1 Lasso

1.1 Lasso as a screening algorithm (biased)

Assuming the data generating process is:

\(Y = X_{sub}\beta+\varepsilon\)

where \(X_{sub}\) is a subset of the possible variables \(X\), using lasso to screen variables then applying OLS gives a biased estimate of the \(\hat{\beta}\) of interest. (See slides #8.)

beta_X = c()
for (i in 1:100) {
  print(i)
  dgp = generate_data()
  
  SL.library <- list(c("SL.lm", "screen.glmnet"))
  sl_screening_lasso <- SuperLearner(Y = dgp$y,
                      X = data.frame(x=dgp$x, w=dgp$w), family = gaussian(),
                      SL.library = SL.library, cvControl = list(V=0))
    
  # why this if ... else ... ? 
  if (names(sl_screening_lasso$fitLibrary$SL.lm_screen.glmnet$object$coefficients)[2]=="x") { 
    beta_X = c(beta_X, sl_screening_lasso$fitLibrary$SL.lm_screen.glmnet$object$coefficients[2])
  } else {
    beta_X = c(beta_X, 0)
  }
}

beta_X_df <- data.frame(beta_X=beta_X)
ggplot(beta_X_df, aes(x = beta_X)) + geom_histogram(binwidth = 0.02)

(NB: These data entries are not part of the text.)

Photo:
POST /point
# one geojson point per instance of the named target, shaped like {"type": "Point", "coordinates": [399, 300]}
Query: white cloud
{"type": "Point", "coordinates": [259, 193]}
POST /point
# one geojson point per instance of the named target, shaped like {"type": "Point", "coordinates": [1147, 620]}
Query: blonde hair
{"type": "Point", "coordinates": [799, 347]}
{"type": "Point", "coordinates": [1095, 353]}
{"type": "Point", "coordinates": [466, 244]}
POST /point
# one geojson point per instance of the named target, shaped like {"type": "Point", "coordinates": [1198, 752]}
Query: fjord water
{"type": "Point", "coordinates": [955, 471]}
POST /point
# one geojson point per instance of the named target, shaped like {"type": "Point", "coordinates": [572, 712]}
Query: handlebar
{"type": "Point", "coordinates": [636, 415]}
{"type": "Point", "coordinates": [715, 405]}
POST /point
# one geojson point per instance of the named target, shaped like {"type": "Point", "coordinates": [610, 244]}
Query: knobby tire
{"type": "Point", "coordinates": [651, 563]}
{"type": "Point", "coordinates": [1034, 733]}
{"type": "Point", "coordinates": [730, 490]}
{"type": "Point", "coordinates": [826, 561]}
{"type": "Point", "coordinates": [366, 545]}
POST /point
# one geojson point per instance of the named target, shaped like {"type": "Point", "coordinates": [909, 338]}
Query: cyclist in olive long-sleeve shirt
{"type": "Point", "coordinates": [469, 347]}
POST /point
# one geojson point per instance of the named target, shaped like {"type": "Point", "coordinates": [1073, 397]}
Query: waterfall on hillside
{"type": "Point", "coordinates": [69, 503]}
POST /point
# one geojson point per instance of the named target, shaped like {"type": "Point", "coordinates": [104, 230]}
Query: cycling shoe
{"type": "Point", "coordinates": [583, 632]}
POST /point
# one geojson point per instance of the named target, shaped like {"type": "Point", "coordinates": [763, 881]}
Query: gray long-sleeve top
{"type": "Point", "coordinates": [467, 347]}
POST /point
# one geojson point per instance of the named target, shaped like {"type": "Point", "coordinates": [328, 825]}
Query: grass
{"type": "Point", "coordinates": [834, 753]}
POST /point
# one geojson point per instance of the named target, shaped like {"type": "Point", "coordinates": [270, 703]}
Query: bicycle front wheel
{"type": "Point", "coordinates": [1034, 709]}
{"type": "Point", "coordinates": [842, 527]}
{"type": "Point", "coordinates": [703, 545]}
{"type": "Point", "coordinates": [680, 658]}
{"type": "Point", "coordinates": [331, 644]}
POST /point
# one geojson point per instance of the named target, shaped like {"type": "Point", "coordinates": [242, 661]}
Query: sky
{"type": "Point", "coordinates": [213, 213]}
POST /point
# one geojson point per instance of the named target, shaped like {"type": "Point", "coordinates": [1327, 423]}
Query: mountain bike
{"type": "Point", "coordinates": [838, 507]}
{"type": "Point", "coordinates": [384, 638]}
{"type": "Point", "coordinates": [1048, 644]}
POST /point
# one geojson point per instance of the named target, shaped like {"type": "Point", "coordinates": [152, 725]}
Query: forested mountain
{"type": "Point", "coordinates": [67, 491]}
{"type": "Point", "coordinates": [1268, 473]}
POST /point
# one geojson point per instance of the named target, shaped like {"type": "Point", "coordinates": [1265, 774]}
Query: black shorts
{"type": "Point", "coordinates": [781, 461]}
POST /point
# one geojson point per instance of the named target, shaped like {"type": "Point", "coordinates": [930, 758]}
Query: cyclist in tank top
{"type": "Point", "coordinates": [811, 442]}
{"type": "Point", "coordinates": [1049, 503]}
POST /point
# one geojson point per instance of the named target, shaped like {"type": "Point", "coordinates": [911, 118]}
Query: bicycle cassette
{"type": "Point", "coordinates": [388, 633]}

1.2 Double Selection with Lasso (unbiased under correct functional form assumption)

Assuming the data generating process is:

\(Y = X_{sub}\beta+\varepsilon\)

where \(X_{sub}\) is a subset of the possible variables \(X\), we can use Double Selection to get unbiased esimates for the \(\hat{\beta}\) of interest. (See slides #10 and #11.)

beta_X = c()
for (i in 1:100) {
  print(i)
  dgp = generate_data()
  
  SL.library <- lasso$names
  sl_lasso <- SuperLearner(Y = dgp$y,
                           X = data.frame(x=dgp$x, w=dgp$w), 
                           family = gaussian(),
                           SL.library = SL.library, 
                           cvControl = list(V=0))
  
  kept_variables <- which(get_lasso_coeffs(sl_lasso)!=0) - 1 # minus 1 as X is listed
  kept_variables <- kept_variables[kept_variables>0]
    
  sl_pred_x <- SuperLearner(Y = dgp$x,
                            X = data.frame(w=dgp$w), 
                            family = gaussian(),
                            SL.library = lasso$names, cvControl = list(V=0))
  
  kept_variables2 <- which(get_lasso_coeffs(sl_pred_x)!=0) 
  kept_variables2 <- kept_variables2[kept_variables2>0]
  
  sl_screening_lasso <- SuperLearner(Y = dgp$y,
                                     X = data.frame(x = dgp$x, w = dgp$w[, c(kept_variables, kept_variables2)]), 
                                     family = gaussian(),
                                     SL.library = "SL.lm", 
                                     cvControl = list(V=0))
  
  beta_X = c(beta_X, coef(sl_screening_lasso$fitLibrary$SL.lm_All$object)[2])
}

beta_X_df <- data.frame(beta_X=beta_X)
ggplot(beta_X_df, aes(x = beta_X)) + geom_histogram(binwidth = 0.02)

1.3 Naïve Frisch-Waugh

Works only in the linear case.

1.4 Double machine learning

We aim to create a function called doubleml which takes as input a vector X, a dataframe W and a vector Y, as well as a value for SL.library.X, SL.library.Y, family.X and family.Y. Double ML is almost exactly the same as our previous esimator, but we switch the samples and repeat the process. Moreover, we will add a simple estimate of the standard error.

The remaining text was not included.